For those of us who acknowledge the importance of robust regional food systems, the loss of prime farmland near major population centers is particularly alarming. Although development has shown declines after the 2008 housing crash, between 2002 and 2007 we lost 4,080,300 acres (an area larger than Connecticut) of farmland to development in the United States alone. This is bad news, even when the farms being replaced are poorly managed monocultures. In fact, suburban lawns are on average more heavily irrigated and sprayed with fertilizer and insecticides than crop fields acre for acre, depleting resources and polluting watersheds.
Possibilities for change
Fortunately, finding better ways to deal with the rural-urban interface has long been a concern, and we are not lacking in good ideas and positive examples. Potential policy fixes include greenbelts, urban growth boundaries, increasing density, zoning that protects agriculture, and even permanently removing swaths of land from potential development. These strategies and others like them can help keep some green space accessible to the city while protecting the surrounding countryside. Both small-scale vegetable production and conventional row crop production can benefit by a proximity to high-value markets and the diversification offered by opportunities like agrotourism.
At the same time, the metropolitan area as a whole can benefit from a more robust food system including local seasonal vegetables and other amenities offered by nearby rural areas. The US economy could save more than $17 billion dollars a year if Americans were to follow USDA recommendations for fruit and vegetable consumption.

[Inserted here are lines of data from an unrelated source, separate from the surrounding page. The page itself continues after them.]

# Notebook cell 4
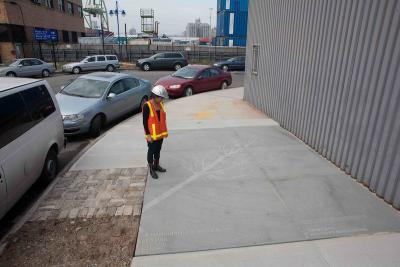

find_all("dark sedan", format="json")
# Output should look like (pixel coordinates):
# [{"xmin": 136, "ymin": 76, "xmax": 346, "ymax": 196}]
[
  {"xmin": 214, "ymin": 57, "xmax": 246, "ymax": 71},
  {"xmin": 156, "ymin": 65, "xmax": 232, "ymax": 96}
]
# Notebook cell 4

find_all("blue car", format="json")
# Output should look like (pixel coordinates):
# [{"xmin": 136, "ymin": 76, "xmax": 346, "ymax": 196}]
[
  {"xmin": 56, "ymin": 72, "xmax": 151, "ymax": 137},
  {"xmin": 214, "ymin": 57, "xmax": 246, "ymax": 71}
]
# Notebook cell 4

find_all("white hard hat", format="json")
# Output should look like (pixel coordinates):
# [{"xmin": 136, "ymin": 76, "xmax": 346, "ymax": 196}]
[{"xmin": 151, "ymin": 85, "xmax": 168, "ymax": 98}]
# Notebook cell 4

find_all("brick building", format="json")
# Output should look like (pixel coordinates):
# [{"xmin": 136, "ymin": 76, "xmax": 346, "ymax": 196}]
[{"xmin": 0, "ymin": 0, "xmax": 85, "ymax": 62}]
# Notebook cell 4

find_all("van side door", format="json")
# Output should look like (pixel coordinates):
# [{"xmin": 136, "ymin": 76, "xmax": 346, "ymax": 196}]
[{"xmin": 0, "ymin": 168, "xmax": 7, "ymax": 218}]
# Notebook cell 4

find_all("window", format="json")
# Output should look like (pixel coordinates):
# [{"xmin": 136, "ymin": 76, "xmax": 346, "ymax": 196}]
[
  {"xmin": 201, "ymin": 69, "xmax": 211, "ymax": 78},
  {"xmin": 20, "ymin": 59, "xmax": 32, "ymax": 67},
  {"xmin": 110, "ymin": 81, "xmax": 125, "ymax": 95},
  {"xmin": 251, "ymin": 45, "xmax": 260, "ymax": 75},
  {"xmin": 71, "ymin": 32, "xmax": 78, "ymax": 43},
  {"xmin": 62, "ymin": 31, "xmax": 69, "ymax": 43},
  {"xmin": 210, "ymin": 69, "xmax": 220, "ymax": 77},
  {"xmin": 44, "ymin": 0, "xmax": 54, "ymax": 8},
  {"xmin": 77, "ymin": 6, "xmax": 83, "ymax": 18},
  {"xmin": 31, "ymin": 59, "xmax": 43, "ymax": 65},
  {"xmin": 58, "ymin": 0, "xmax": 65, "ymax": 12},
  {"xmin": 21, "ymin": 85, "xmax": 56, "ymax": 124},
  {"xmin": 123, "ymin": 79, "xmax": 140, "ymax": 91},
  {"xmin": 0, "ymin": 93, "xmax": 32, "ymax": 148},
  {"xmin": 67, "ymin": 2, "xmax": 74, "ymax": 15},
  {"xmin": 106, "ymin": 56, "xmax": 118, "ymax": 60}
]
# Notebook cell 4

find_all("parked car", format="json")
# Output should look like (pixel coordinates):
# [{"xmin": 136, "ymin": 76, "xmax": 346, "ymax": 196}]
[
  {"xmin": 62, "ymin": 55, "xmax": 120, "ymax": 74},
  {"xmin": 0, "ymin": 58, "xmax": 56, "ymax": 77},
  {"xmin": 56, "ymin": 72, "xmax": 151, "ymax": 137},
  {"xmin": 156, "ymin": 65, "xmax": 232, "ymax": 96},
  {"xmin": 0, "ymin": 78, "xmax": 64, "ymax": 218},
  {"xmin": 136, "ymin": 52, "xmax": 188, "ymax": 71},
  {"xmin": 214, "ymin": 57, "xmax": 246, "ymax": 71}
]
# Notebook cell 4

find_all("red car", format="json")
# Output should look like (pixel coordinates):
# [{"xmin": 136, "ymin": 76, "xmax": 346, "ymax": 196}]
[{"xmin": 156, "ymin": 65, "xmax": 232, "ymax": 96}]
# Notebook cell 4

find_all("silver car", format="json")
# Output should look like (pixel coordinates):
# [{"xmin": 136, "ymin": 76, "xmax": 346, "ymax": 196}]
[
  {"xmin": 0, "ymin": 58, "xmax": 56, "ymax": 77},
  {"xmin": 56, "ymin": 72, "xmax": 151, "ymax": 137},
  {"xmin": 62, "ymin": 55, "xmax": 119, "ymax": 74}
]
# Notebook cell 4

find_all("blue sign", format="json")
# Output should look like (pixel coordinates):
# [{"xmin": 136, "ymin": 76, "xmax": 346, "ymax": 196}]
[{"xmin": 35, "ymin": 28, "xmax": 58, "ymax": 42}]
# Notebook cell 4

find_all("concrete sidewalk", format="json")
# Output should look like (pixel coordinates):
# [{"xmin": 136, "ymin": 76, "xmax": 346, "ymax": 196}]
[{"xmin": 72, "ymin": 88, "xmax": 400, "ymax": 266}]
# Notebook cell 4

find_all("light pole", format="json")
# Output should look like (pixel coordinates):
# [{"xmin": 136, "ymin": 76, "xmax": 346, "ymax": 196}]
[
  {"xmin": 4, "ymin": 1, "xmax": 26, "ymax": 56},
  {"xmin": 110, "ymin": 0, "xmax": 126, "ymax": 57}
]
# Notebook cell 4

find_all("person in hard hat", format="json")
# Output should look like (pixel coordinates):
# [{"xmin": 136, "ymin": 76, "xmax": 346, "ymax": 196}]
[{"xmin": 142, "ymin": 85, "xmax": 168, "ymax": 179}]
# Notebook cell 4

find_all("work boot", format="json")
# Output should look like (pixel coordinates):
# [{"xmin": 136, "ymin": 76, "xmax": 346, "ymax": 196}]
[
  {"xmin": 149, "ymin": 164, "xmax": 158, "ymax": 179},
  {"xmin": 154, "ymin": 160, "xmax": 167, "ymax": 172}
]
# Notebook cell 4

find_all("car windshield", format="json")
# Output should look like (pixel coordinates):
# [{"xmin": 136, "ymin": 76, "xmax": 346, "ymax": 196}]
[
  {"xmin": 61, "ymin": 78, "xmax": 110, "ymax": 98},
  {"xmin": 172, "ymin": 67, "xmax": 199, "ymax": 79},
  {"xmin": 8, "ymin": 60, "xmax": 20, "ymax": 67}
]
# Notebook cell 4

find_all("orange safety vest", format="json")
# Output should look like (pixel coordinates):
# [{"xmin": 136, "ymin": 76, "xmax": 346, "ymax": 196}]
[{"xmin": 145, "ymin": 101, "xmax": 168, "ymax": 141}]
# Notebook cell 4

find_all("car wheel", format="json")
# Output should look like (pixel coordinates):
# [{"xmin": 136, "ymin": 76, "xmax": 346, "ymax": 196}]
[
  {"xmin": 72, "ymin": 67, "xmax": 81, "ymax": 74},
  {"xmin": 174, "ymin": 63, "xmax": 182, "ymax": 70},
  {"xmin": 41, "ymin": 148, "xmax": 58, "ymax": 182},
  {"xmin": 106, "ymin": 65, "xmax": 114, "ymax": 72},
  {"xmin": 42, "ymin": 70, "xmax": 50, "ymax": 78},
  {"xmin": 89, "ymin": 115, "xmax": 101, "ymax": 137},
  {"xmin": 140, "ymin": 96, "xmax": 148, "ymax": 111},
  {"xmin": 142, "ymin": 63, "xmax": 151, "ymax": 71},
  {"xmin": 183, "ymin": 87, "xmax": 193, "ymax": 96},
  {"xmin": 6, "ymin": 71, "xmax": 17, "ymax": 77}
]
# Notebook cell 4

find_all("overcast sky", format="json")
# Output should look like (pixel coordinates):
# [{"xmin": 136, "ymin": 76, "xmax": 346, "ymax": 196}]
[{"xmin": 105, "ymin": 0, "xmax": 217, "ymax": 35}]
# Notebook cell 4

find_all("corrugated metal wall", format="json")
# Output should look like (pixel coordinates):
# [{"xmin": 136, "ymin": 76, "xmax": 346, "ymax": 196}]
[{"xmin": 245, "ymin": 0, "xmax": 400, "ymax": 208}]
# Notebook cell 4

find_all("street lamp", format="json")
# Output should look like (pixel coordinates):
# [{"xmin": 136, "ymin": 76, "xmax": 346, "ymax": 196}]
[
  {"xmin": 109, "ymin": 0, "xmax": 126, "ymax": 57},
  {"xmin": 4, "ymin": 1, "xmax": 26, "ymax": 56}
]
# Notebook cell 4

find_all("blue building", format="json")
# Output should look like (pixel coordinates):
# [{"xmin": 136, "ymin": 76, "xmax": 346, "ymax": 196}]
[{"xmin": 214, "ymin": 0, "xmax": 249, "ymax": 46}]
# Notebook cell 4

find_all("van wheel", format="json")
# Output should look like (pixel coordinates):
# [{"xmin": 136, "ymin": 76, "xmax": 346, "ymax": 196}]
[
  {"xmin": 41, "ymin": 149, "xmax": 58, "ymax": 182},
  {"xmin": 72, "ymin": 67, "xmax": 81, "ymax": 74},
  {"xmin": 142, "ymin": 63, "xmax": 151, "ymax": 71},
  {"xmin": 106, "ymin": 65, "xmax": 114, "ymax": 72},
  {"xmin": 89, "ymin": 115, "xmax": 101, "ymax": 137},
  {"xmin": 6, "ymin": 71, "xmax": 17, "ymax": 77},
  {"xmin": 174, "ymin": 63, "xmax": 182, "ymax": 70},
  {"xmin": 42, "ymin": 70, "xmax": 50, "ymax": 78}
]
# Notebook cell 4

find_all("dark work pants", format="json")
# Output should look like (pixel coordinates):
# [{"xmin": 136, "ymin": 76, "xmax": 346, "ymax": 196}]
[{"xmin": 147, "ymin": 139, "xmax": 163, "ymax": 164}]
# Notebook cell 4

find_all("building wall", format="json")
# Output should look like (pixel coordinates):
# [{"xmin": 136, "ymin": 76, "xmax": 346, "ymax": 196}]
[
  {"xmin": 216, "ymin": 0, "xmax": 248, "ymax": 46},
  {"xmin": 245, "ymin": 0, "xmax": 400, "ymax": 208}
]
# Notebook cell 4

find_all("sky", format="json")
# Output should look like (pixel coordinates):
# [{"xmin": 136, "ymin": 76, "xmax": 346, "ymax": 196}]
[{"xmin": 101, "ymin": 0, "xmax": 217, "ymax": 35}]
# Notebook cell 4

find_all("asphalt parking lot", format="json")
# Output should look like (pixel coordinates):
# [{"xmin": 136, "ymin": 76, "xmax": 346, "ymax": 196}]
[{"xmin": 0, "ymin": 70, "xmax": 244, "ymax": 239}]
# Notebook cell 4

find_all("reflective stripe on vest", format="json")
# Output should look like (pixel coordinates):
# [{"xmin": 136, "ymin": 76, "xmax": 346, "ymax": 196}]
[{"xmin": 146, "ymin": 101, "xmax": 168, "ymax": 141}]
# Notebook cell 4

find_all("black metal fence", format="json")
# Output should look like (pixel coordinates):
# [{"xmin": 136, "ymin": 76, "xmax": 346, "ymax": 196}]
[{"xmin": 24, "ymin": 44, "xmax": 246, "ymax": 63}]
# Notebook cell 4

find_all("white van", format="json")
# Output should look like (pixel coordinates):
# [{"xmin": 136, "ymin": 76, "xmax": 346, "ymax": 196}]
[{"xmin": 0, "ymin": 78, "xmax": 65, "ymax": 218}]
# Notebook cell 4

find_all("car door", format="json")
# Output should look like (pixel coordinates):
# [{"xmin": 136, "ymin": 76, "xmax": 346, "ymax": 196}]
[
  {"xmin": 104, "ymin": 80, "xmax": 126, "ymax": 120},
  {"xmin": 17, "ymin": 59, "xmax": 35, "ymax": 77},
  {"xmin": 96, "ymin": 56, "xmax": 108, "ymax": 70},
  {"xmin": 82, "ymin": 56, "xmax": 96, "ymax": 70},
  {"xmin": 210, "ymin": 68, "xmax": 222, "ymax": 90},
  {"xmin": 153, "ymin": 53, "xmax": 168, "ymax": 69},
  {"xmin": 0, "ymin": 168, "xmax": 7, "ymax": 218},
  {"xmin": 0, "ymin": 93, "xmax": 37, "ymax": 214},
  {"xmin": 195, "ymin": 69, "xmax": 213, "ymax": 92},
  {"xmin": 123, "ymin": 78, "xmax": 142, "ymax": 112}
]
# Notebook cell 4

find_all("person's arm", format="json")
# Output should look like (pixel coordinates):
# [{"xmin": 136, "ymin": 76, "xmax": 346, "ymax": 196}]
[{"xmin": 142, "ymin": 104, "xmax": 150, "ymax": 135}]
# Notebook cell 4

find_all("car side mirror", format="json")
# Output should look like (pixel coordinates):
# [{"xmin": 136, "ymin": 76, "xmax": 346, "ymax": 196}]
[{"xmin": 107, "ymin": 93, "xmax": 116, "ymax": 100}]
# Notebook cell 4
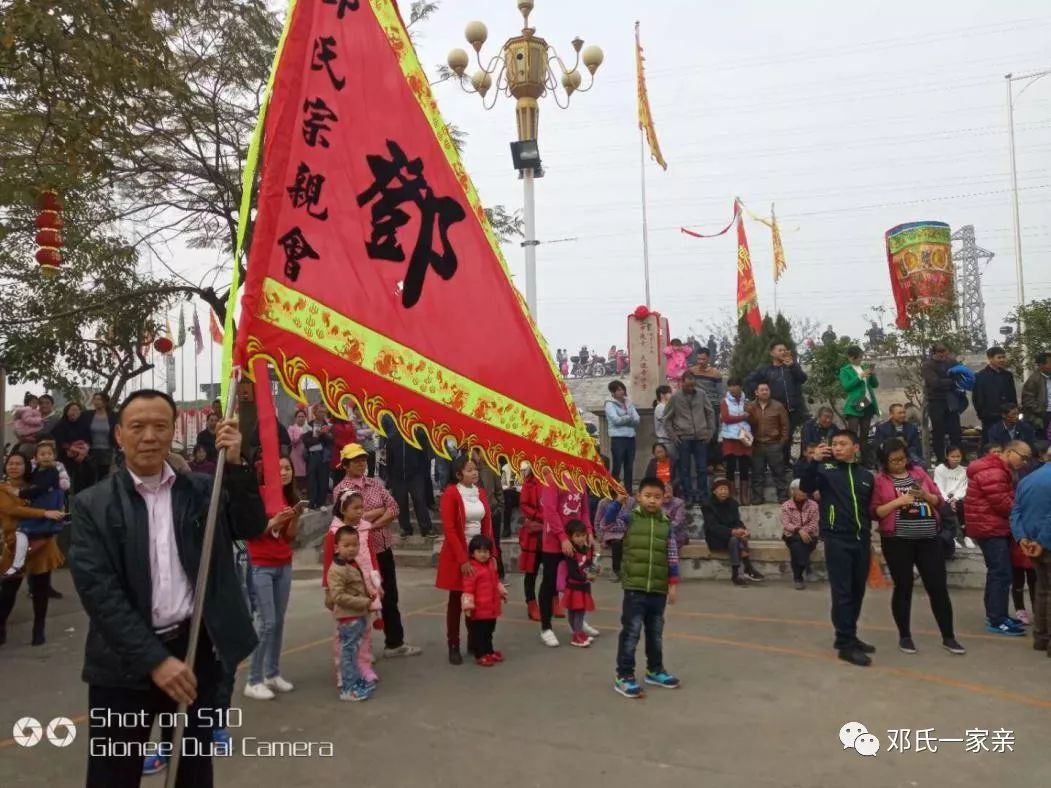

While the strategies for change are never in short supply, finding the political will for reform is the perennial challenge. A general lack of political tools for regional coordination combined with a strong tradition of private property rights makes centrally planned interventions in land use decisions very difficult to enforce.
Making it work
Still, there are success stories to be found. My current research focuses on the newly incorporated city of Chattahoochee Hills, GA, a community located southwest of Atlanta. The residents of this area, seeing that the suburbs were on their way, voted on a comprehensive plan to preserve at least 60 percent of their 40,000 acres for agriculture and green space. By mandating more compact and dense development, these land use changes will allow similar numbers of people to live in the area in smaller walkable nodes.
My goals as a researcher and an activist go hand in hand. Through my research, I work to increase our understanding of the ways that reform has succeeded in those communities who have adopted innovative land protections. At the same time, I am an advocate for similar change in my own community. Even here in the Midwest, with its seemingly endless expanses of farmland, I no longer see conversion of farms to developments as the boon I once did. As we work to create healthy farms on the landscape, we need innovative thinking (and planning) to best integrate the natural, urban, and agricultural areas upon which we all depend.